ShuffleNet, a highly computationally efficient Convolutional Neural Network (CNN) architecture, was specifically designed for devices with limited computational power. It incorporates novel operations like Pointwise Group Convolution and Channel Shuffle, significantly reducing computational costs while maintaining precision. NasNet, a product of Neural Architecture Search (NAS), developed by researchers at Google Brain, automatically identifies the most effective model architecture. This approach outperforms manually designed networks and other exploration methods such as evolutionary algorithms or reinforcement learning, demonstrating exceptional performance in image recognition, surpassing that of ImageNet.

Like ShuffleNet, MobileNet is a lightweight model designed for mobile devices, optimizing computational speed and model size. This design allows it to maintain a relatively high degree of accuracy even when running on resource-limited devices. The key technology behind MobileNet is Depthwise Separable Convolution, which substantially reduces the model's complexity and size while preserving performance.

EfficientNet, on the other hand, is based on a novel concept called “compound scaling”. Unlike traditional approaches, where researchers independently scale a network's depth (number of layers), width (number of channels per layer), or resolution (size of the input image) to improve performance, EfficientNet employs a more systematic approach. It considers the scaling of these three dimensions simultaneously, instead of adjusting them independently. This method has demonstrated exceptional performance in image recognition and has been widely applied in the field.

Previous research extensively validated and thoroughly explored these models, providing valuable references for establishing our model. However, our proposed model, being a novel architecture, requires improvement and validation in the context of established models.

2.5. Experiment set up

In this study, we utilized the Osteoarthritis Prediction database from Kaggle as the training set and the Osteoarthritis Assignment database as the test set. Specifically, the training set comprises 3,849 knee joint X-ray images, of which 1,602 images are labeled as healthy knee joints, and 2,247 images are derived from patients with osteoarthritis; the test set contains 3,615 images, including 1,589 healthy knee joint images and 2,026 osteoarthritis X-ray images. The volume of data is sufficient to ensure the effective convergence of the OHC model proposed in this paper.

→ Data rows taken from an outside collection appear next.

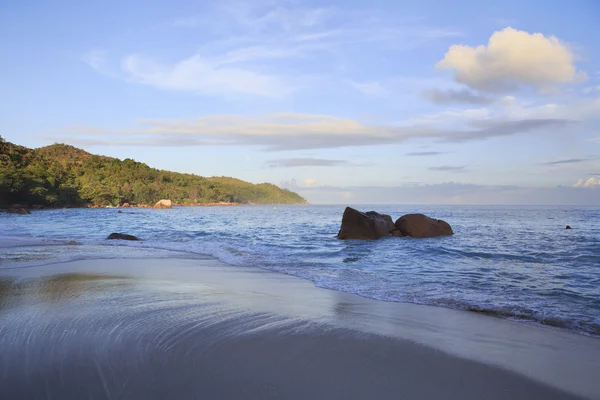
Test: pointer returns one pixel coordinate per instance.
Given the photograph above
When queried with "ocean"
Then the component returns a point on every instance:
(512, 262)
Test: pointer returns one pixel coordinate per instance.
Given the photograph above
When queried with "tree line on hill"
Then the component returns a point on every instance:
(61, 175)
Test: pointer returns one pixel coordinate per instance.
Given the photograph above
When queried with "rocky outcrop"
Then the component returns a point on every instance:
(422, 226)
(369, 225)
(372, 225)
(20, 211)
(121, 236)
(164, 204)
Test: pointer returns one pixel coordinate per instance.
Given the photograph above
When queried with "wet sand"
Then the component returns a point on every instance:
(199, 329)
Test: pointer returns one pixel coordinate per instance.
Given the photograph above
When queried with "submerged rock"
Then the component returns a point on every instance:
(359, 225)
(422, 226)
(164, 204)
(20, 211)
(121, 236)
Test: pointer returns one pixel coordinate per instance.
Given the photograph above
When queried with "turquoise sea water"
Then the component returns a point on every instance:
(513, 262)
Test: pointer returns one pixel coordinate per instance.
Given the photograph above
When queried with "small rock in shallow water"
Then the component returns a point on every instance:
(121, 236)
(20, 211)
(422, 226)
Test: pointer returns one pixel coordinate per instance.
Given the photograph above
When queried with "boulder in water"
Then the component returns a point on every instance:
(359, 225)
(164, 204)
(121, 236)
(20, 211)
(422, 226)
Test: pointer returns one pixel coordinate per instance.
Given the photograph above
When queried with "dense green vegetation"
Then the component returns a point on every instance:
(61, 175)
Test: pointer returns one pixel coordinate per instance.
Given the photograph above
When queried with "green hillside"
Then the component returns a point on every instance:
(61, 175)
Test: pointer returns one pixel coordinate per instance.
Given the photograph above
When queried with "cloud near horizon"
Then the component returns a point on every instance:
(449, 193)
(513, 58)
(306, 162)
(593, 182)
(443, 97)
(292, 131)
(448, 168)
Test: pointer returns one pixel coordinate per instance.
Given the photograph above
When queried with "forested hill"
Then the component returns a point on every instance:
(61, 175)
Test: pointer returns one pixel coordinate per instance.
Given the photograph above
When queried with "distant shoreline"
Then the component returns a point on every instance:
(145, 206)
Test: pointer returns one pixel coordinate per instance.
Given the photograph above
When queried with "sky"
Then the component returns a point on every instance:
(433, 102)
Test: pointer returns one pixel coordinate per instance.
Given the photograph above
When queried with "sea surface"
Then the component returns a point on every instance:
(512, 262)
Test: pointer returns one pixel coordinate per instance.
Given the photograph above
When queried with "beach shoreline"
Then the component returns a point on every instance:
(260, 334)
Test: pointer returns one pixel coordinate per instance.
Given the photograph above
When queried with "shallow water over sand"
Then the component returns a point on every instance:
(514, 262)
(158, 328)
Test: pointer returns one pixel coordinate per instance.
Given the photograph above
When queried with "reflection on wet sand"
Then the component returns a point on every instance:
(187, 329)
(56, 288)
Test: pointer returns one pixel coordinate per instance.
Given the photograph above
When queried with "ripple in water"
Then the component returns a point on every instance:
(512, 262)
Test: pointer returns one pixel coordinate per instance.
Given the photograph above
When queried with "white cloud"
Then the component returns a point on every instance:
(593, 182)
(303, 131)
(450, 96)
(95, 58)
(196, 74)
(513, 58)
(449, 193)
(375, 89)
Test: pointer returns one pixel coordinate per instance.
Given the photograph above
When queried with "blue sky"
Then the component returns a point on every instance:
(343, 102)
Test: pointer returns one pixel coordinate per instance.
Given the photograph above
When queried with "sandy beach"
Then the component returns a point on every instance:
(197, 328)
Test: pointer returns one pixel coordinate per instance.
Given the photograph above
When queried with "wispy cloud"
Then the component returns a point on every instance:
(306, 162)
(199, 75)
(448, 168)
(513, 58)
(593, 182)
(424, 153)
(566, 161)
(450, 193)
(299, 42)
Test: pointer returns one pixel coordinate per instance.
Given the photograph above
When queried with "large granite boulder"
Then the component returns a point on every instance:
(20, 211)
(121, 236)
(422, 226)
(369, 225)
(164, 204)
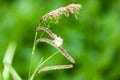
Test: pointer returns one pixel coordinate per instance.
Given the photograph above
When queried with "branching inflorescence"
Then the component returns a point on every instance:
(57, 42)
(71, 8)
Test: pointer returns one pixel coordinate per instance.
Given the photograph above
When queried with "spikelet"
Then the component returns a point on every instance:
(49, 68)
(71, 8)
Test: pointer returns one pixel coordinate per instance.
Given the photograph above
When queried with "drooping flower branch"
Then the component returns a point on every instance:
(55, 68)
(71, 8)
(57, 43)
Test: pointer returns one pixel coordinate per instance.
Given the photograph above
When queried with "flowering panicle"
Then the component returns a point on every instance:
(57, 42)
(55, 68)
(71, 8)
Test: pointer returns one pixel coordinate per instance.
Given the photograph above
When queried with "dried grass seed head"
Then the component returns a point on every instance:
(71, 8)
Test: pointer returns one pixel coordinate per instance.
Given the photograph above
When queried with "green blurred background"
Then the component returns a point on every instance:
(93, 40)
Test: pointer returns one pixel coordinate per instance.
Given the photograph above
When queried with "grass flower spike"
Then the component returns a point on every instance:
(71, 8)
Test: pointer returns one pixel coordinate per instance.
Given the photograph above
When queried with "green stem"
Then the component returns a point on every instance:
(40, 64)
(33, 51)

For experimental validation, we utilized a 5-fold cross-validation and an external test to assess the model's performance. In the 5-fold cross-validation, the original training set was evenly divided into five subsets. We conducted five training and validation processes, using four subsets as training data each time and the remaining subset as validation data. This method resulted in five different combinations of training and validation sets, with each data point being used for validation once. The average of these five validation results served as the final performance evaluation of the model. This method avoids using fixed training and validation sets. Instead, the model was trained and validated multiple times on different subsets of data, enhancing its generalization and validating its stability. In the external test, we used all the pre-divided training sets as model training data and tested them with the designated test set. Compared to the 5-fold cross-validation, the external test allowed the model to fully utilize the entire training set, maximizing its performance under the given training conditions. Moreover, to optimize the parameters of the OHC model and all comparative models, we implemented gradient thresholding techniques. These adjustments included tuning the learning rate and batch size to ensure effective learning across samples while avoiding local optima and ensuring convergence speed. Additionally, we carefully managed the number of training epochs for each model to allow full convergence without overfitting. Furthermore, callback strategies were employed across all models, selecting the epoch with the highest validation accuracy as the final training output to ensure optimal model performance.“

All experiments in this study were executed on the Windows 11 Professional Edition system, leveraging the Python language within the Python 3.10.9 framework. We utilized packages such as Pytorch 2.0.1 + cu117, Scikit-learn, Sklearn 0.0.post 1, scipy 1.10.0, and matplotlib to support the model architecture and validate results. Our hardware configuration included an Intel Core i7 10750H CPU (base frequency 2.6GHz, maximum turbo frequency 5GHz, six cores/twelve threads) and an NVIDIA GeForce GTX 1080Ti GPU (memory size 8GB, memory bus width 128bit).

2.6. Model evaluation

In this study, we utilized several key performance metrics to assess the effectiveness of our model. These metrics include Accuracy (ACC), Recall (Rec), Precision (PRE), F1-score (F1), and the Receiver Operating Characteristic curve (ROC). True Positives (TP), True Negatives (TN), False Positives (FP), and False Negatives (FN) were calculated using their respective standard formulas.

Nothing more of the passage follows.